So, for instance, the prior example could be rewritten using a string:
> (define doc `(*TOP* (div (p (div "3") (div (div "4"))))))
> ((sxpath "//div") doc) '((div (p (div "3") (div (div "4")))) (div "3") (div (div "4")) (div "4"))
More generally, lists in the s-expression syntax correspond to string concatenation in the txpath syntax.
So, to find all italics that appear at top level within a paragraph:
> (define doc `(*TOP* (div (p (i "3") (froogy (i "4"))))))
> ((sxpath "//p/i") doc) '((i "3"))
Handling of namespaces in sxpath is a bit surprising. In particular, it appears to me that sxpath’s model is that namespaces must appear fully expanded in the matched source. For instance:
> ((sxpath "//ns:p" `((ns . "http://example.com"))) '(*TOP* (html (http://example.com:body (http://example.com:p "first para") (http://example.com:p "second para containing" (http://example.com:p "third para") "inside it")))))
'((http://example.com:p "first para")
(http://example.com:p
"second para containing"
(http://example.com:p "third para")
"inside it")
(http://example.com:p "third para"))
But the corresponding example where the source document contains a namespace shortcut does not match in the same way. That is:
> ((sxpath "//ns:p" `((ns . "http://example.com"))) '(*TOP* (@ (*NAMESPACES* (ns "http://example.com"))) (html (ns:body (ns:p "first para") (ns:p "second para containing" (ns:p "third para") "inside it"))))) '()
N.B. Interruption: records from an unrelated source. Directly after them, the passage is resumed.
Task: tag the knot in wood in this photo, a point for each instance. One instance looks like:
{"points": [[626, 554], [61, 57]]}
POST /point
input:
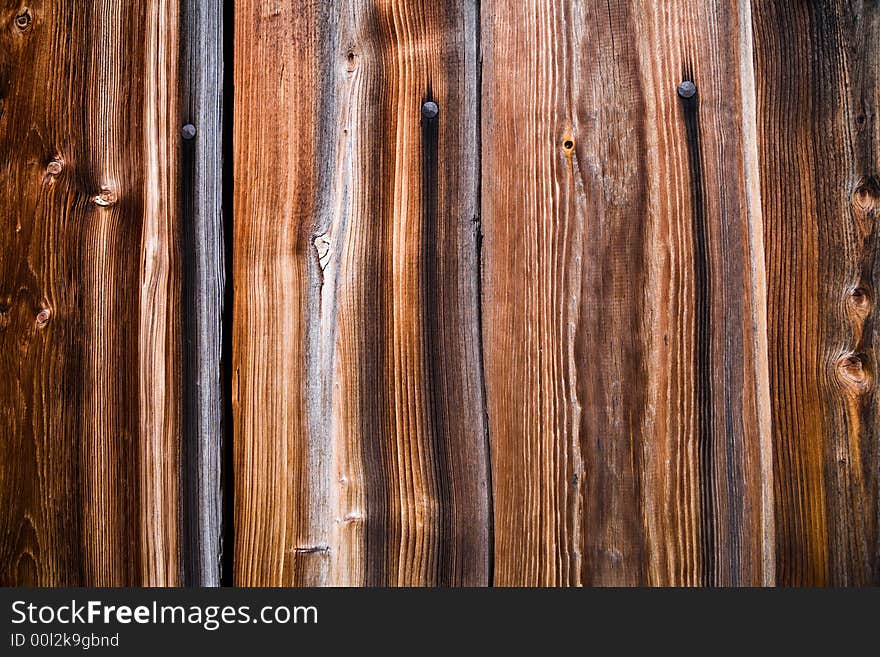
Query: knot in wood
{"points": [[106, 198], [43, 317], [866, 197], [859, 301], [687, 89]]}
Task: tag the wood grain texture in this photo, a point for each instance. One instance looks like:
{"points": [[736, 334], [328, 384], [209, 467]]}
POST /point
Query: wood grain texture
{"points": [[201, 71], [817, 70], [622, 340], [89, 294], [360, 448]]}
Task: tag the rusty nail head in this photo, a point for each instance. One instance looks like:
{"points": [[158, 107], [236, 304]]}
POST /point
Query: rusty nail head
{"points": [[687, 89]]}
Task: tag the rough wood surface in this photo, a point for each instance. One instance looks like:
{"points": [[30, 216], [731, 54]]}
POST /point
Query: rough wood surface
{"points": [[622, 354], [360, 449], [817, 104], [201, 71], [89, 294]]}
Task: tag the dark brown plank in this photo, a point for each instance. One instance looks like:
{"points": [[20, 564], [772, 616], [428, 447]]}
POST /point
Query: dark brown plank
{"points": [[89, 294], [625, 369], [816, 65]]}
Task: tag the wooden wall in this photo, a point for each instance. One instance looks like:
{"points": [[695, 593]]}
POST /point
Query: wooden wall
{"points": [[503, 304]]}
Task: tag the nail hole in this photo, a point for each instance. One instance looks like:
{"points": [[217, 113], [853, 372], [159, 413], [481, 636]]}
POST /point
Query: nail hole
{"points": [[687, 89], [23, 20], [43, 317], [105, 198]]}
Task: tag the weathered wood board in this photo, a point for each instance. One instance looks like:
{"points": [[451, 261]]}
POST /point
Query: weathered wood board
{"points": [[360, 442]]}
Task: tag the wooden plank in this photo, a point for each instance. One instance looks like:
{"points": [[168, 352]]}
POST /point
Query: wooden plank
{"points": [[201, 65], [622, 334], [818, 92], [89, 293], [360, 452]]}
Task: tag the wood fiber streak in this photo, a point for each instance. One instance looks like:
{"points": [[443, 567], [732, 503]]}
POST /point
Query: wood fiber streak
{"points": [[89, 294], [201, 67], [622, 293], [360, 445], [816, 64]]}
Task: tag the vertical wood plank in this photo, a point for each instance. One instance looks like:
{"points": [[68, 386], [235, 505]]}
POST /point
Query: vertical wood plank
{"points": [[201, 65], [621, 334], [89, 294], [360, 449], [817, 71]]}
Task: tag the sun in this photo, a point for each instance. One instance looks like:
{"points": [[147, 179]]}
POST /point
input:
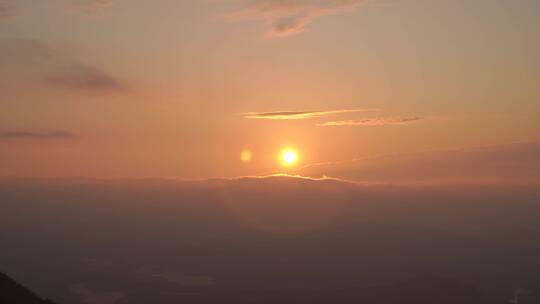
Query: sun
{"points": [[289, 157]]}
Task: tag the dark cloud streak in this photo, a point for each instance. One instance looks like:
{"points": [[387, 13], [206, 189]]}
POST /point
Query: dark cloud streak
{"points": [[372, 121], [297, 115], [291, 17]]}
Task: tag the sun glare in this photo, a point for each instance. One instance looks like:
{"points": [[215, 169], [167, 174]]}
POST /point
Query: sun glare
{"points": [[289, 157]]}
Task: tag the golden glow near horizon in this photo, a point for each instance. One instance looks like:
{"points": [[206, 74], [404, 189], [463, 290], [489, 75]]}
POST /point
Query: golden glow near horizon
{"points": [[246, 156], [289, 157]]}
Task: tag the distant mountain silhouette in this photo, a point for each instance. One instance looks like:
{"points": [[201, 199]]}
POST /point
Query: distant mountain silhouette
{"points": [[12, 292]]}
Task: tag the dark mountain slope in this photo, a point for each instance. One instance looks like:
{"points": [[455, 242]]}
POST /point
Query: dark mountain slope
{"points": [[12, 292]]}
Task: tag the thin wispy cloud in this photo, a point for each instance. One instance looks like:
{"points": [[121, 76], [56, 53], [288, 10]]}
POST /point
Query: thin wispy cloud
{"points": [[372, 121], [291, 17], [34, 59], [298, 115], [24, 134], [83, 77]]}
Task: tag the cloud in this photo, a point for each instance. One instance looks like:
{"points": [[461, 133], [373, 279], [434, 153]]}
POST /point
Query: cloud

It produces the empty list. Instead, you must pretend that the shortcut is actually the namespace. Thus:
> ((sxpath "//ns:p" `((ns . "ns"))) '(*TOP* (@ (*NAMESPACES* (ns "http://example.com"))) (html (ns:body (ns:p "first para") (ns:p "second para containing" (ns:p "third para") "inside it")))))
'((ns:p "first para")
(ns:p "second para containing" (ns:p "third para") "inside it")
(ns:p "third para"))
Ah well.